Ellen Kan

On Nov. 23, members of Yale Law School’s chapter of the American Constitution Society — which aims to foster discussion on American legal issues — sent a letter to all Democratic members of Congress, urging them to withdraw their support for the American Security Against Foreign Enemies Act of 2015.

The bill, HR 4038, which was passed by the House of Representatives on Nov. 19 and has yet to be voted on in the Senate, would impose additional FBI background checks that would make it significantly more difficult for Syrian and Iraqi refugees to resettle in America.

“[Law] students within ACS were outraged and disappointed with so many of our Democratic members of Congress who chose to vote for a discriminatory and poorly conceived bill, making it more difficult for refugee families to resettle in the United States,” said Conchita Cruz LAW ’16, ACS co-president. “HR 4038 flies in the face of our values as progressives and as Americans.”

The letter urges the Democratic representatives who voted for the bill to publicly change their position and advises Democratic senators to carefully consider the consequences of the bill before voting on it. The letter stated that as progressives and future lawyers, the students wanted to ensure that politicians understand the consequences of the legislation and the message it sends to the world.

According to Cruz, the ACS board takes public positions on issues of importance to its members. Members of ACS were especially motivated to voice their concerns to Congress on this issue because many volunteer with the International Refugee Assistance Project and work with Syrian and Iraqi refugee clients.

“We know how the current system works, that refugees are already screened and go through significant scrutiny,” Cruz said. “More importantly, we know that more red tape and bureaucracy for Syrian and Iraqi refugees could be the difference between life and death.”

The letter explains how additional background checks for Syrian and Iraqi refugees are redundant and unnecessary measures that can delay refugee resettlement by years. It also argues that voting for the bill sends a message to the rest of the world that the United States discriminates against refugees and goes against the values of a country that was founded by individuals fleeing persecution and violence.

According to the letter, the bill is especially distressing because it harkens back to the discriminatory policies that excluded Jewish refugees in the 1930s, and also betrays Iraqi refugees who worked with the U.S. military and were promised safety during the most recent Iraq war.

“As a nation of immigrants, many of us see our own family narratives when we look at Syrian refugees,” said Betsy Fisher, deputy policy director of the International Refugee Assistance Project at the Urban Justice Center. “Some of us recall past refugee crises and either cringe with regret as we think about times the U.S. failed to do all that it could to help those facing death, or with pride when we think about the lives we were able to save.”

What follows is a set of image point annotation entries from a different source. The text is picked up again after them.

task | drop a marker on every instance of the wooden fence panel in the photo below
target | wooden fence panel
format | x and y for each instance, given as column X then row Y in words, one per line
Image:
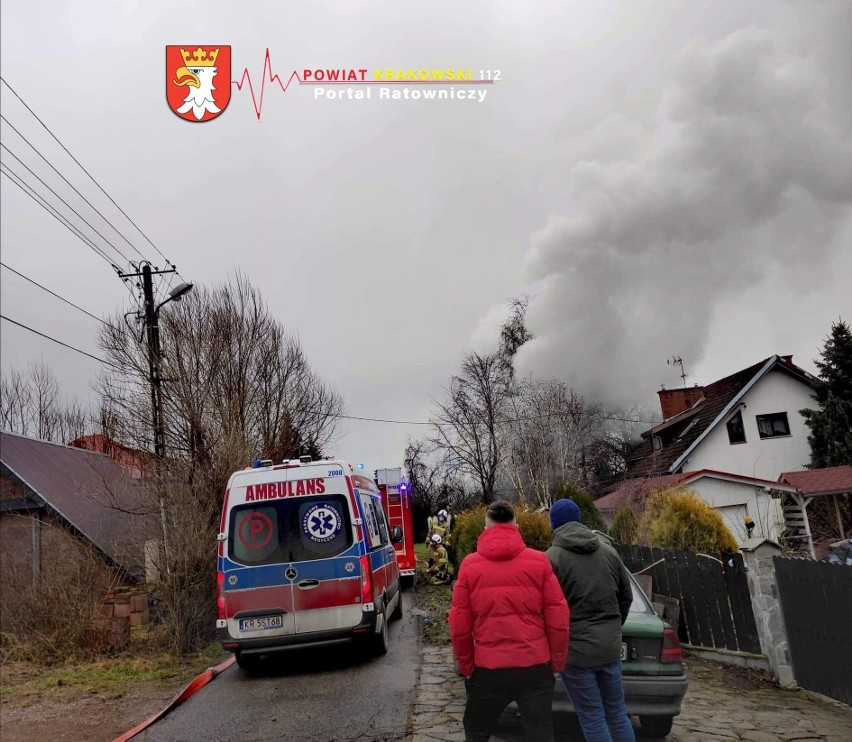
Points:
column 741, row 607
column 715, row 603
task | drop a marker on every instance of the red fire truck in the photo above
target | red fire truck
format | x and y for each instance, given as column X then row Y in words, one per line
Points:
column 396, row 499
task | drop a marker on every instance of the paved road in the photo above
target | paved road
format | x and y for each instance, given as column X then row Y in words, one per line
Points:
column 723, row 704
column 310, row 695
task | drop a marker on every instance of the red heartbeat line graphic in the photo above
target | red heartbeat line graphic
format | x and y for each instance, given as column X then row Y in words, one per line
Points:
column 267, row 72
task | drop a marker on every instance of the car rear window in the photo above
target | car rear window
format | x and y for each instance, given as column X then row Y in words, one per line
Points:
column 640, row 603
column 290, row 530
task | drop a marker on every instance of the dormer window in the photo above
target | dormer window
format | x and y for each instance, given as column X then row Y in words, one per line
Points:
column 773, row 426
column 736, row 429
column 687, row 429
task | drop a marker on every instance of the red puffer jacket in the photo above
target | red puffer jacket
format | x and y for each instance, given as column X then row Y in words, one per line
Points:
column 508, row 608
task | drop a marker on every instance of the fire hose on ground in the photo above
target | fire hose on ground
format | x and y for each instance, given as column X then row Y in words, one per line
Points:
column 194, row 686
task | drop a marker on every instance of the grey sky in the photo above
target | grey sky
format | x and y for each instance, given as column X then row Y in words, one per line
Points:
column 389, row 234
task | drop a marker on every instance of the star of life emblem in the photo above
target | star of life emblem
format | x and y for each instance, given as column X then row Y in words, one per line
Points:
column 321, row 523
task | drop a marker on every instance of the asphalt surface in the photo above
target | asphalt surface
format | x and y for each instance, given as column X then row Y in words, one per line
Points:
column 321, row 695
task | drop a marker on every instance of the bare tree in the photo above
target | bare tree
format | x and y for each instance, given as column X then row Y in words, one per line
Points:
column 33, row 404
column 237, row 386
column 552, row 433
column 468, row 421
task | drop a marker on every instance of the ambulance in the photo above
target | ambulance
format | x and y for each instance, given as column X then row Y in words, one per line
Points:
column 396, row 498
column 306, row 558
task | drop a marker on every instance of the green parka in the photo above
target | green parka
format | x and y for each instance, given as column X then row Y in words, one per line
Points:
column 598, row 590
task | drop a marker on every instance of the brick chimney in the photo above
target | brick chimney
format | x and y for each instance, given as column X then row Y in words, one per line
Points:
column 675, row 401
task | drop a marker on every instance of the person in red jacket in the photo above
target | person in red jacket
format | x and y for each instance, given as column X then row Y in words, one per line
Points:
column 509, row 628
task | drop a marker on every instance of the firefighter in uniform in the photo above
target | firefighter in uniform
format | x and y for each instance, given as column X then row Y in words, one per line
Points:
column 439, row 525
column 440, row 572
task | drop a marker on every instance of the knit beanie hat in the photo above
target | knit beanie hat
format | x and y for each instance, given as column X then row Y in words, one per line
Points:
column 564, row 511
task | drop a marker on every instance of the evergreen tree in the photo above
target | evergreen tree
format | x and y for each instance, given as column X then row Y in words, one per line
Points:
column 831, row 423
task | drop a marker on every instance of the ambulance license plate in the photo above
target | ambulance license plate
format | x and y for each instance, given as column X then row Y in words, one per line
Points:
column 262, row 622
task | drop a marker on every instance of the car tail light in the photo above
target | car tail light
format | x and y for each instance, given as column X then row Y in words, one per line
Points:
column 366, row 580
column 671, row 647
column 220, row 593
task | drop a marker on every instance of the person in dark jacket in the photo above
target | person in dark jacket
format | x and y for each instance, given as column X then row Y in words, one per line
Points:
column 597, row 588
column 509, row 629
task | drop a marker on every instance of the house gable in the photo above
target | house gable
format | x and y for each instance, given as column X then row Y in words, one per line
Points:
column 680, row 439
column 776, row 397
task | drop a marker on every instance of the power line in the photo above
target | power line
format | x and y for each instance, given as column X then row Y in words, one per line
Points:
column 59, row 342
column 94, row 208
column 91, row 177
column 25, row 187
column 53, row 293
column 3, row 146
column 310, row 412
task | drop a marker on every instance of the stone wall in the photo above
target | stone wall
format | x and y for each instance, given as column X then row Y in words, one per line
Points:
column 767, row 609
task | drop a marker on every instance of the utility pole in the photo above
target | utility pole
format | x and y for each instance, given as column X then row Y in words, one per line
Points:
column 151, row 317
column 152, row 332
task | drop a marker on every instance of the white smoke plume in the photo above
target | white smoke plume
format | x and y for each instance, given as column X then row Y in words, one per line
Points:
column 735, row 165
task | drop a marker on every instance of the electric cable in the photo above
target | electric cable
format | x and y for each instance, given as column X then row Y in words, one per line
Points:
column 91, row 177
column 59, row 342
column 53, row 293
column 3, row 146
column 25, row 187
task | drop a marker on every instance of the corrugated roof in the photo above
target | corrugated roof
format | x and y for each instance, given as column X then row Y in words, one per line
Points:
column 80, row 485
column 834, row 479
column 636, row 490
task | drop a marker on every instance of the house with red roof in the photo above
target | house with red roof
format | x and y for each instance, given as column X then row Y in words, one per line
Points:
column 729, row 441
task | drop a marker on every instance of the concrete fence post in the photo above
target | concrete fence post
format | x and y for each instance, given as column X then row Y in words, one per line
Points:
column 758, row 555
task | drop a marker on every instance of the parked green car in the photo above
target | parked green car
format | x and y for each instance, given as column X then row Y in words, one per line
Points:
column 652, row 669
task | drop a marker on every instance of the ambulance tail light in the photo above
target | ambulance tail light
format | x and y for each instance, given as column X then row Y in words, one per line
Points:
column 220, row 594
column 366, row 580
column 671, row 647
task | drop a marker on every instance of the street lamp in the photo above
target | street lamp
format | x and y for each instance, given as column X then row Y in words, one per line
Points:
column 176, row 294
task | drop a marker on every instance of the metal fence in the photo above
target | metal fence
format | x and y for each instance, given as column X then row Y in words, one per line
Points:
column 816, row 601
column 715, row 604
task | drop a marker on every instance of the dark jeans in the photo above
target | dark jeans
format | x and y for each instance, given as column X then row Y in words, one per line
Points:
column 598, row 700
column 490, row 691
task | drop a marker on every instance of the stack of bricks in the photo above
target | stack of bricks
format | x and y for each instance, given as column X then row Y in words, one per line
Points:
column 129, row 608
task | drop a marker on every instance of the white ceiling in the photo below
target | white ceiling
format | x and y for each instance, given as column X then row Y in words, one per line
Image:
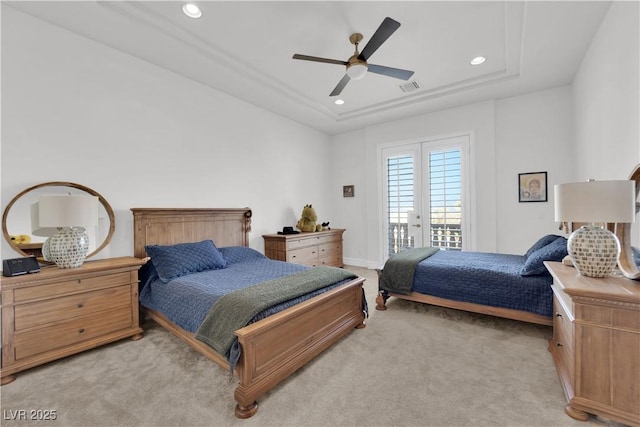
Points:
column 244, row 48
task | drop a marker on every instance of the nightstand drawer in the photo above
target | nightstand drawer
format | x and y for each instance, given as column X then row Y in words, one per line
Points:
column 63, row 308
column 562, row 326
column 71, row 286
column 71, row 332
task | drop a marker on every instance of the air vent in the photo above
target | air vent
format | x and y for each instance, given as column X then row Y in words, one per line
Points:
column 410, row 87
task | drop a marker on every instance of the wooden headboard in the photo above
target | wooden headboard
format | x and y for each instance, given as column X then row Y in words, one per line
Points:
column 168, row 226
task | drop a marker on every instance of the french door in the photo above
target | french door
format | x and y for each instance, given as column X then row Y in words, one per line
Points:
column 425, row 186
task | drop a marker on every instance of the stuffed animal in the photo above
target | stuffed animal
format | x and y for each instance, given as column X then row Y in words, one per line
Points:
column 308, row 220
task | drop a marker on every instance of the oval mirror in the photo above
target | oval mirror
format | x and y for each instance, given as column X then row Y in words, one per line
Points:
column 627, row 261
column 16, row 219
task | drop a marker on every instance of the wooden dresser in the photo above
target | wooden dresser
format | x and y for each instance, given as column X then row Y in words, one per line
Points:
column 313, row 249
column 59, row 312
column 596, row 344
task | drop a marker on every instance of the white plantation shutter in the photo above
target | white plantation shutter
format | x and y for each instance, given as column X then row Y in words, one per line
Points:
column 445, row 199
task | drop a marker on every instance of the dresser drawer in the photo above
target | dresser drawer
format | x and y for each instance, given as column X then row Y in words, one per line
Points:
column 328, row 248
column 70, row 286
column 52, row 310
column 304, row 254
column 77, row 330
column 293, row 244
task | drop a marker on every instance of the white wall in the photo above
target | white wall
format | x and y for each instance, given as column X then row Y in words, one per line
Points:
column 607, row 96
column 528, row 133
column 75, row 110
column 88, row 114
column 590, row 129
column 534, row 133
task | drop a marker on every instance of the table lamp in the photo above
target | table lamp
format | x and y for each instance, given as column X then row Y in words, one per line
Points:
column 593, row 249
column 70, row 215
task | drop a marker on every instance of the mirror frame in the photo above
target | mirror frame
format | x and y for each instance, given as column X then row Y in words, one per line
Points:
column 626, row 263
column 102, row 200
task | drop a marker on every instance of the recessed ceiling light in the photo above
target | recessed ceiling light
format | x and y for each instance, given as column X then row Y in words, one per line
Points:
column 191, row 10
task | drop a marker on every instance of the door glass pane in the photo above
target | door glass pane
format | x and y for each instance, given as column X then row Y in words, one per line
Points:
column 445, row 199
column 400, row 200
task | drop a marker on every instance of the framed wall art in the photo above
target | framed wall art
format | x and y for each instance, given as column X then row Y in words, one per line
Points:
column 532, row 187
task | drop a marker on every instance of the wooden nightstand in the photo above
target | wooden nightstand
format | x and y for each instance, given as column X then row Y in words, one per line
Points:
column 313, row 249
column 596, row 344
column 60, row 312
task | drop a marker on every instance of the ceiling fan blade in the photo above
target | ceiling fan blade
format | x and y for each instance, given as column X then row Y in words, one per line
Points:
column 341, row 85
column 391, row 72
column 316, row 59
column 384, row 31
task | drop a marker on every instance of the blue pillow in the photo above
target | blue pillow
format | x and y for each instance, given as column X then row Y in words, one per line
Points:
column 554, row 251
column 541, row 243
column 185, row 258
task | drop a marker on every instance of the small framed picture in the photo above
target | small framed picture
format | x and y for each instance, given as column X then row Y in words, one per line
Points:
column 532, row 187
column 347, row 191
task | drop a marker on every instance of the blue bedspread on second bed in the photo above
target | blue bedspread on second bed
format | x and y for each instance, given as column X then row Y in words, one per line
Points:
column 484, row 278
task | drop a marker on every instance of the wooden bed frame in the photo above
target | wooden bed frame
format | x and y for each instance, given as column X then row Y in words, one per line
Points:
column 272, row 348
column 508, row 313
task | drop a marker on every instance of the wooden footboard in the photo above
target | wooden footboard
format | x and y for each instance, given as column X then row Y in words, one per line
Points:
column 277, row 346
column 507, row 313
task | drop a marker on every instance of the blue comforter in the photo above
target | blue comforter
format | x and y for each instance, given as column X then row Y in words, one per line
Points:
column 186, row 300
column 484, row 278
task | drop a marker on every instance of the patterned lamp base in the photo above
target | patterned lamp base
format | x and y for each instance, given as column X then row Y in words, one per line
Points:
column 68, row 248
column 594, row 251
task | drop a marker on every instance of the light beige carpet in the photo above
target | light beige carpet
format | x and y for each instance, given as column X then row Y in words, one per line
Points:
column 413, row 365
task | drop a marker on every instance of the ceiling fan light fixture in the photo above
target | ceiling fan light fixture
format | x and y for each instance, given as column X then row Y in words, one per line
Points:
column 356, row 71
column 191, row 10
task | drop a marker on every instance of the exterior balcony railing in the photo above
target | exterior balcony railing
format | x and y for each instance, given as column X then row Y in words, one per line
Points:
column 445, row 236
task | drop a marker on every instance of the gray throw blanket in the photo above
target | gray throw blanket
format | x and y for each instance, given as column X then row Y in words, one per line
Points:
column 397, row 274
column 235, row 310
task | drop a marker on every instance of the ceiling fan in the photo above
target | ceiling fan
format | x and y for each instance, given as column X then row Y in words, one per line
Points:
column 357, row 65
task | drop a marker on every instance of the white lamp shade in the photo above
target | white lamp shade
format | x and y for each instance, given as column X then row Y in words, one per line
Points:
column 595, row 201
column 36, row 229
column 68, row 211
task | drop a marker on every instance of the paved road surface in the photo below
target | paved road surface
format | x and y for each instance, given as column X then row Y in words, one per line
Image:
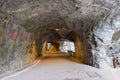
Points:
column 63, row 69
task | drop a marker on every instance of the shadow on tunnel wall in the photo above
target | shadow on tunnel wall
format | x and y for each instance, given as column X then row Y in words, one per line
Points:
column 16, row 46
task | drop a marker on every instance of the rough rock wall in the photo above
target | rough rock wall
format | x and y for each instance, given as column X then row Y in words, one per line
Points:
column 16, row 47
column 107, row 38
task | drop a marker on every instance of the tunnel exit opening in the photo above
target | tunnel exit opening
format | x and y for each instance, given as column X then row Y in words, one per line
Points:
column 59, row 48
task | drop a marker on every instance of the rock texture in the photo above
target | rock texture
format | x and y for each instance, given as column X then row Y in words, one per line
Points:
column 15, row 47
column 92, row 23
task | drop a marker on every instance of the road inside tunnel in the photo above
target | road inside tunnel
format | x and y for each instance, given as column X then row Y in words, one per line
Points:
column 61, row 68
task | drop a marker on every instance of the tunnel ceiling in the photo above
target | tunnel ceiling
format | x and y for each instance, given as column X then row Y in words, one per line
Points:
column 59, row 17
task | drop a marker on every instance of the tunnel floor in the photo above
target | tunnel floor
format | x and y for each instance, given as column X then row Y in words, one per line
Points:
column 61, row 68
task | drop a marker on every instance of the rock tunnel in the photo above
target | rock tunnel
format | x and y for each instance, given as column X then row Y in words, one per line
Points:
column 26, row 25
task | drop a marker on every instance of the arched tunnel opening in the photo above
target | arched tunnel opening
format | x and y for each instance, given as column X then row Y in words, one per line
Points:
column 86, row 30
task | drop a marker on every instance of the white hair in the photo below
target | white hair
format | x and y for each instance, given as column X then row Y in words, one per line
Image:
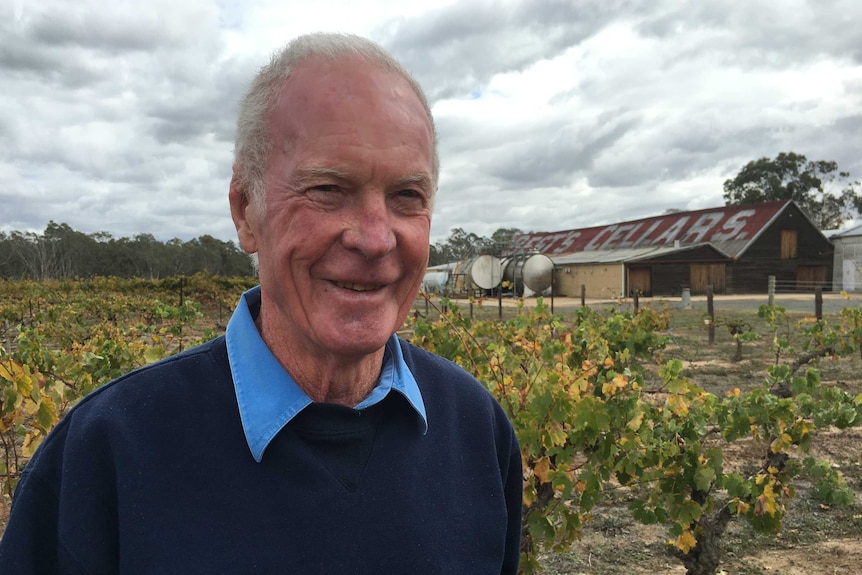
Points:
column 253, row 142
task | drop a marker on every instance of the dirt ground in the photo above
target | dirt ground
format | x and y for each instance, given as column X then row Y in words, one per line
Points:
column 815, row 539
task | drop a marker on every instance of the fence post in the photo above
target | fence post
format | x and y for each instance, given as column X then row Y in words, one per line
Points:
column 818, row 303
column 710, row 309
column 771, row 290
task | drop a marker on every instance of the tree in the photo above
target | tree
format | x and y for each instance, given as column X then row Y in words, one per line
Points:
column 824, row 193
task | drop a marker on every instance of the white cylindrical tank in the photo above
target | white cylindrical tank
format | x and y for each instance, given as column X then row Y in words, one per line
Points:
column 530, row 274
column 486, row 271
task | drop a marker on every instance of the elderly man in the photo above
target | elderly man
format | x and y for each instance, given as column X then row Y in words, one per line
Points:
column 309, row 439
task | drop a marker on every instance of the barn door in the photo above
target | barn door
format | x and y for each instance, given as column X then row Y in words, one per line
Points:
column 703, row 275
column 640, row 281
column 810, row 277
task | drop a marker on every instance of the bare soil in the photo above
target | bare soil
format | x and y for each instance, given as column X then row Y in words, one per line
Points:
column 815, row 539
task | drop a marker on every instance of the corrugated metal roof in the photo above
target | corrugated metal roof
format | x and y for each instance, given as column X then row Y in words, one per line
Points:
column 850, row 232
column 730, row 229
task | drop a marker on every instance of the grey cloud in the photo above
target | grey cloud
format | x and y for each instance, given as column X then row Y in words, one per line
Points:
column 553, row 156
column 455, row 50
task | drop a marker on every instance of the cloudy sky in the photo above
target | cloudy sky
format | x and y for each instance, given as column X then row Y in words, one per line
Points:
column 118, row 116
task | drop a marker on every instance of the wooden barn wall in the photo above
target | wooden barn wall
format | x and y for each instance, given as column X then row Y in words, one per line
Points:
column 601, row 280
column 669, row 279
column 750, row 273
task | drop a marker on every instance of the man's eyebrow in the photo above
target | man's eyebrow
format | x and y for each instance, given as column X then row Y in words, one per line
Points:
column 421, row 179
column 308, row 175
column 305, row 175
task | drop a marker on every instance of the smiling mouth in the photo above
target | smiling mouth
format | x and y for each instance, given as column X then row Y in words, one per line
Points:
column 356, row 287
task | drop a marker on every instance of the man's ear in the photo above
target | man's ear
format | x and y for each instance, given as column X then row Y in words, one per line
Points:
column 243, row 212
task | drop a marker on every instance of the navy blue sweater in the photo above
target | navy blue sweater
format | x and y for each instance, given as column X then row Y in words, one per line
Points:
column 152, row 474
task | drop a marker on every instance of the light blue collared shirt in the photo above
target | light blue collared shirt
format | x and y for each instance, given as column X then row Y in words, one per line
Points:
column 267, row 395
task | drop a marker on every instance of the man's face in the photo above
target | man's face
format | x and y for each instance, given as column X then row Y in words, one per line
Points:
column 343, row 242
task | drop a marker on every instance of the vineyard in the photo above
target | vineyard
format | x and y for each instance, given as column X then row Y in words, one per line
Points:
column 645, row 448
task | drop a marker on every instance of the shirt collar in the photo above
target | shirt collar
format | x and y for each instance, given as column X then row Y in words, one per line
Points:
column 268, row 397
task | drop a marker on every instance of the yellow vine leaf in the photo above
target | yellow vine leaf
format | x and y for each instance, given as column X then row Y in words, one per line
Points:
column 686, row 541
column 677, row 405
column 766, row 502
column 635, row 423
column 542, row 468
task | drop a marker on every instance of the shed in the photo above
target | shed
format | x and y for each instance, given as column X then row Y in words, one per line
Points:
column 847, row 268
column 732, row 248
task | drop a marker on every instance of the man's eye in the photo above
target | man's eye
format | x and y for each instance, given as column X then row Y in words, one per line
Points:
column 411, row 195
column 325, row 188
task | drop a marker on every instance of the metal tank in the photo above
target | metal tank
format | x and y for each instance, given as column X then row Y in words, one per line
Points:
column 530, row 274
column 478, row 272
column 486, row 271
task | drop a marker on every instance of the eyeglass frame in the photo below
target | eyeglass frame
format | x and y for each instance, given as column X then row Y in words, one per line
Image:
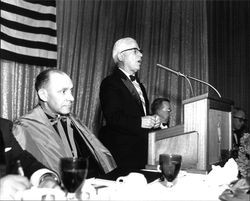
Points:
column 134, row 48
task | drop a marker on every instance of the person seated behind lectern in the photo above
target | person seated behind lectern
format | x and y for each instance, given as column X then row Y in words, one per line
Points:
column 239, row 128
column 162, row 108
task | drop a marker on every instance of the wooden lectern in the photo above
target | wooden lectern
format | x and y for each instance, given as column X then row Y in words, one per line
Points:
column 203, row 140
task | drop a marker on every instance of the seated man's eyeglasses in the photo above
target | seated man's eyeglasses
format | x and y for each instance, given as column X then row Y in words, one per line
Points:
column 136, row 50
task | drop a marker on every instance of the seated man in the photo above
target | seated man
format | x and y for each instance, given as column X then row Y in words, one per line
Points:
column 51, row 132
column 11, row 184
column 11, row 152
column 161, row 107
column 239, row 127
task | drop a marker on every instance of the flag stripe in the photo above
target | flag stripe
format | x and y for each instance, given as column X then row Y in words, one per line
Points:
column 28, row 13
column 26, row 20
column 28, row 31
column 27, row 36
column 26, row 28
column 5, row 54
column 28, row 43
column 28, row 51
column 43, row 2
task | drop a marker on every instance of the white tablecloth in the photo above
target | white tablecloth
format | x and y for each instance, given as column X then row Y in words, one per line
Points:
column 188, row 186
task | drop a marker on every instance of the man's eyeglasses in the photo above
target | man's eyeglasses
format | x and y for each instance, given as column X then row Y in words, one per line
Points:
column 136, row 50
column 240, row 119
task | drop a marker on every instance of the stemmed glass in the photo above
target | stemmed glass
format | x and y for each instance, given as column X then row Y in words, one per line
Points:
column 73, row 173
column 170, row 165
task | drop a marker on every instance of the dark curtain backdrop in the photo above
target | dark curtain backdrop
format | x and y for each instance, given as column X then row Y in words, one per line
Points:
column 229, row 50
column 173, row 33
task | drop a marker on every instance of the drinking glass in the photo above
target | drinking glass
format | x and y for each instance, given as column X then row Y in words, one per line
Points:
column 73, row 173
column 170, row 165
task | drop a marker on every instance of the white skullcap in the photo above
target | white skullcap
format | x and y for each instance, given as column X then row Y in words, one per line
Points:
column 122, row 44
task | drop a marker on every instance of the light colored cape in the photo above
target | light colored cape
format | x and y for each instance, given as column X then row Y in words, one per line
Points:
column 35, row 133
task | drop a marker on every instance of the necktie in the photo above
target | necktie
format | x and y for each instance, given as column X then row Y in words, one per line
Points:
column 139, row 91
column 132, row 78
column 66, row 134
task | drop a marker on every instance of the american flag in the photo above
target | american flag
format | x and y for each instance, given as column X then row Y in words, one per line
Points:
column 28, row 31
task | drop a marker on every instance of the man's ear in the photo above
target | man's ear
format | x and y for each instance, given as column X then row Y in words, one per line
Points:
column 42, row 94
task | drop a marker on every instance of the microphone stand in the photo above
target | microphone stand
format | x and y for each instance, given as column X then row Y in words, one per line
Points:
column 189, row 77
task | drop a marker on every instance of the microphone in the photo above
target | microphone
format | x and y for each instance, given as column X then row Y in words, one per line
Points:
column 186, row 76
column 171, row 70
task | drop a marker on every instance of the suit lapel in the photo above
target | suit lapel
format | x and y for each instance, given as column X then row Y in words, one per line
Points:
column 129, row 85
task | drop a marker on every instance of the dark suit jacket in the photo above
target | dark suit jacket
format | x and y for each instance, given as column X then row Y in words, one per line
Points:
column 28, row 162
column 122, row 109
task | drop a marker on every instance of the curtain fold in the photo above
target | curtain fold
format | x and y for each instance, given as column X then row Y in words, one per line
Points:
column 172, row 33
column 229, row 47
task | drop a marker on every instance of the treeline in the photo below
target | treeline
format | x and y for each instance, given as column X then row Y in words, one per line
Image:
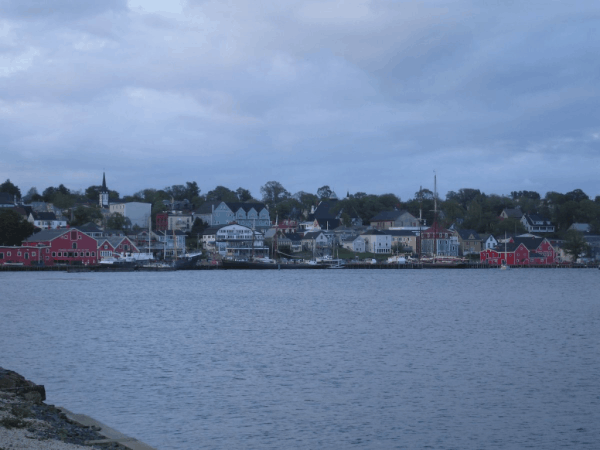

While the letter does not suggest any alternatives to HR 4038, Cruz said that there will most likely be other legislation considered before Congress in the upcoming weeks. She expressed her hope that politicians will act in a way that does not discriminate against refugees.

Fisher said there are many other ways Congress could handle the ongoing refugee crisis, such as recognizing that Syrian refugees are already sufficiently vetted during the immigration process, providing further funding to improve the U.S. resettlement system and supporting refugees domestically and overseas.

“Iraqis and Syrians seeking resettlement are among the world’s most vulnerable people — they are women fleeing from gender-based violence, survivors of torture and religious minorities fleeing genocide,” Fisher said. “They simply don’t have years to wait.”

The national ACS was founded in 2001.